My number 1 Travel Goal, make it to Hawaii for my nieces birthday in May, that & explore SF and the Bay Area more, and go to events for networking & fun.
Internal Travel Goals
When I took my 2 month trip around the East Coast, I didn’t bring my camera. The only pictures I have are pictures that other people took of me. I have no pictures from New York, where I stayed for about 2 weeks, and which was one of my favorite destinations. The most pictures I have from my trip are from my last two days in Charlottesville, VA. My friend Audra had a camera and loved taking pictures, which I loved. I have more pictures documenting my travels from my last two days than pictures from the rest of my trip, almost 2 months of travel, combined.
I didn’t bring a camera because I like to travel light, and when I’m walking around, I like to have as few things in my pockets and on me as possible. I don’t like carrying extra stuff. My wallet, phone, and chapstick already fill my pockets.
But I’m starting to bring my camera with my wherever I go, and I really do like the idea of taking pictures. (This is why I’m looking forward to getting an iPhone. It will be my phone, camera, and video recorder in one! And I won’t need to pack the cords to charge my camera or to upload the photos to my computer. I’ll be able to upload them straight to the world wide web!) The first time I really got into picture taking was when I traveled by myself to Spain for 5 months. I took LOADS of pictures, which was a new thing for me then.
Reflecting on this has made me realize two different traveling styles I inhabit.
In Spain, when I was by myself, I took loads of pictures, and I explored loads of places by myself. During my 2 month east coast trip, I took no pictures, and for the most part, was always with someone else (because my trip was defined by visiting my friends). The exception was my 2nd week in New York. I was visiting one of my best friends, but she worked a lot, so I toured the city by myself, went out dancing by myself, explored all over, and had loads of fun by myself.

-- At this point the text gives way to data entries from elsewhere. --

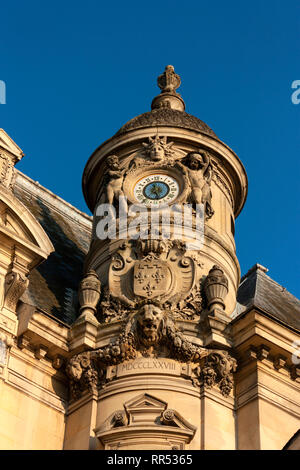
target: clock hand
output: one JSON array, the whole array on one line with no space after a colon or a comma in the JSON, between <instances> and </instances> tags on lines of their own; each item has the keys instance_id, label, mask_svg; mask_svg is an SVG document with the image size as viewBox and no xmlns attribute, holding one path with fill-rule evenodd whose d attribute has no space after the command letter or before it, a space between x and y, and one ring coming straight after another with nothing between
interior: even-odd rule
<instances>
[{"instance_id":1,"label":"clock hand","mask_svg":"<svg viewBox=\"0 0 300 470\"><path fill-rule=\"evenodd\" d=\"M150 192L151 192L151 194L153 194L154 196L159 197L159 195L160 195L161 192L162 192L162 189L161 189L160 186L158 186L157 184L154 183L154 184L152 185L151 189L150 189Z\"/></svg>"}]
</instances>

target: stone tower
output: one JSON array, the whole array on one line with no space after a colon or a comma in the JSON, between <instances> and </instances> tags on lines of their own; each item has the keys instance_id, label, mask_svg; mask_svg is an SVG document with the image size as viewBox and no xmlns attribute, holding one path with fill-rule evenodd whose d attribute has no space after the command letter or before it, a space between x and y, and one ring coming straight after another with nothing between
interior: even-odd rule
<instances>
[{"instance_id":1,"label":"stone tower","mask_svg":"<svg viewBox=\"0 0 300 470\"><path fill-rule=\"evenodd\" d=\"M247 176L185 112L179 85L168 65L151 111L84 170L93 235L71 328L65 448L201 449L210 435L235 447L228 324Z\"/></svg>"},{"instance_id":2,"label":"stone tower","mask_svg":"<svg viewBox=\"0 0 300 470\"><path fill-rule=\"evenodd\" d=\"M93 217L0 129L1 449L299 449L300 300L240 278L245 170L158 85L86 165Z\"/></svg>"}]
</instances>

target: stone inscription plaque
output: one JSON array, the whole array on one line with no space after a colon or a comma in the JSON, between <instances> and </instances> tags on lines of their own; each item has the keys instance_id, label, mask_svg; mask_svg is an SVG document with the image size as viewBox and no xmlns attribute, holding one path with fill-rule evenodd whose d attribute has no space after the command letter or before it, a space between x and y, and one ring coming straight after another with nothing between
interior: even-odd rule
<instances>
[{"instance_id":1,"label":"stone inscription plaque","mask_svg":"<svg viewBox=\"0 0 300 470\"><path fill-rule=\"evenodd\" d=\"M107 377L124 377L139 374L164 374L164 375L189 375L189 365L181 364L171 359L145 358L122 362L116 366L110 366Z\"/></svg>"}]
</instances>

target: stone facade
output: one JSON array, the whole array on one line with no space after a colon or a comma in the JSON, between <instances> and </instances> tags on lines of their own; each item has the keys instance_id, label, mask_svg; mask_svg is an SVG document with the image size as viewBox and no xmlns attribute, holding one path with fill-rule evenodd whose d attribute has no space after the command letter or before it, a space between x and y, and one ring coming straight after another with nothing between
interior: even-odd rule
<instances>
[{"instance_id":1,"label":"stone facade","mask_svg":"<svg viewBox=\"0 0 300 470\"><path fill-rule=\"evenodd\" d=\"M260 265L240 278L244 167L185 112L172 66L158 85L86 164L92 218L18 172L0 131L2 449L297 447L300 302Z\"/></svg>"}]
</instances>

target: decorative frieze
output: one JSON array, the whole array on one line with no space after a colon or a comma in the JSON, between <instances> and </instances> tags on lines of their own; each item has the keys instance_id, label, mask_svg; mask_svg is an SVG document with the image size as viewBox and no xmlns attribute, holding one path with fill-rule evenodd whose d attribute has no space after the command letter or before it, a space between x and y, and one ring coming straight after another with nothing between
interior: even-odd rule
<instances>
[{"instance_id":1,"label":"decorative frieze","mask_svg":"<svg viewBox=\"0 0 300 470\"><path fill-rule=\"evenodd\" d=\"M202 359L206 357L208 359L202 369ZM170 362L169 359L177 362ZM132 360L134 362L130 362ZM195 371L197 375L200 370L201 377L208 374L208 369L213 369L216 374L213 384L218 383L224 395L230 392L235 360L226 352L214 352L191 343L159 304L144 302L137 313L129 317L115 342L104 348L74 355L66 371L70 378L72 397L76 399L85 389L95 393L106 379L112 380L137 371L145 373L152 368L180 375L179 365L176 365L179 363L200 364L200 369L195 368ZM117 367L108 369L109 366ZM187 376L186 370L184 375ZM195 379L196 383L200 382Z\"/></svg>"}]
</instances>

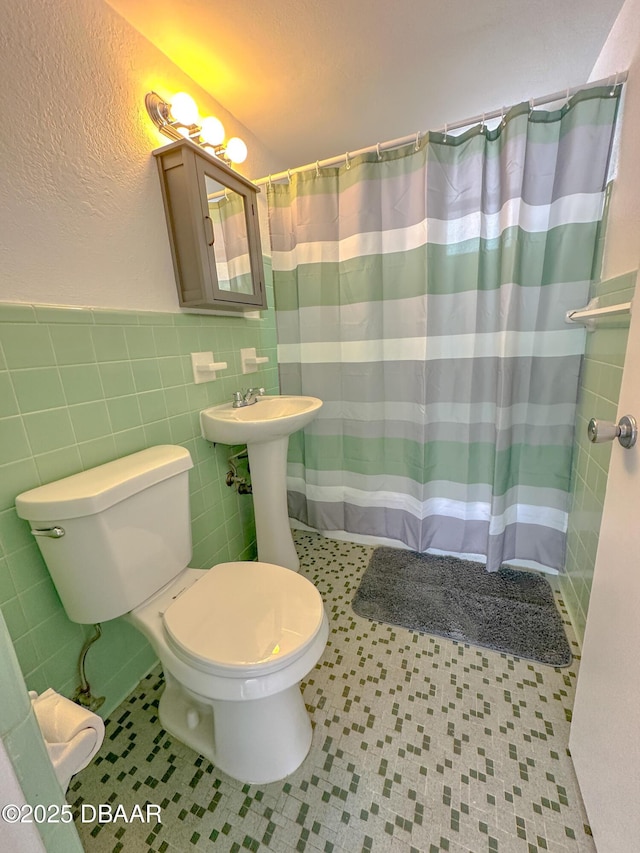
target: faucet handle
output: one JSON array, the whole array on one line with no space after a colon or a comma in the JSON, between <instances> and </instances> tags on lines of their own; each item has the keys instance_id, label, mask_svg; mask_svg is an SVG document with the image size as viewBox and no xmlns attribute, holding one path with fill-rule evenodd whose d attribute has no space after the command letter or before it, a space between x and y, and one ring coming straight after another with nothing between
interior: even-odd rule
<instances>
[{"instance_id":1,"label":"faucet handle","mask_svg":"<svg viewBox=\"0 0 640 853\"><path fill-rule=\"evenodd\" d=\"M241 403L242 402L242 391L234 391L233 394L231 395L231 400L234 403Z\"/></svg>"}]
</instances>

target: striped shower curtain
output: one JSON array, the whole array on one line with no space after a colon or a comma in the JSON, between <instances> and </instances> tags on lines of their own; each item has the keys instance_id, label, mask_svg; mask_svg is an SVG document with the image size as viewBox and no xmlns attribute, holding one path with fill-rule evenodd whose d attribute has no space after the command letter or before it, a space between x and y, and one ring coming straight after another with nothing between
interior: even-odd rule
<instances>
[{"instance_id":1,"label":"striped shower curtain","mask_svg":"<svg viewBox=\"0 0 640 853\"><path fill-rule=\"evenodd\" d=\"M210 179L208 179L210 180ZM244 198L231 190L209 197L220 290L253 293Z\"/></svg>"},{"instance_id":2,"label":"striped shower curtain","mask_svg":"<svg viewBox=\"0 0 640 853\"><path fill-rule=\"evenodd\" d=\"M562 569L618 96L509 111L268 189L290 515Z\"/></svg>"}]
</instances>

This made me realize my two different traveling styles. When I’m by myself, I’m more adventurous, I go out more, explore more, and go out of my comfort zone more, which I do intentionally and love it! Also, if I have a camera, I’m more apt to take pictures.
When I’m traveling or visiting friends, I adapt to their way of living, and experience what it’s like to live their lives, to a degree. When I’m traveling to visit someone, my purpose is spending time with the people, not the destination, so I’m less likely to explore. When I’m traveling by myself, my purpose is to focus solely on myself and the destination.
I like both styles. Both styles can bring about some awesome situations. When traveling around the East Coast, there were two particular visits where I was staying with people who I had just met, and felt like I was taking part in commune living, which was so cool. I was also moving from place to place pretty quickly, and living with a variety of people; it was interesting to switch to different lifestyles, with wide ranges, so quickly.
I realized that I prefer both types of travel equally, and that when I travel, I should mix both into my experience, and I should bring a camera.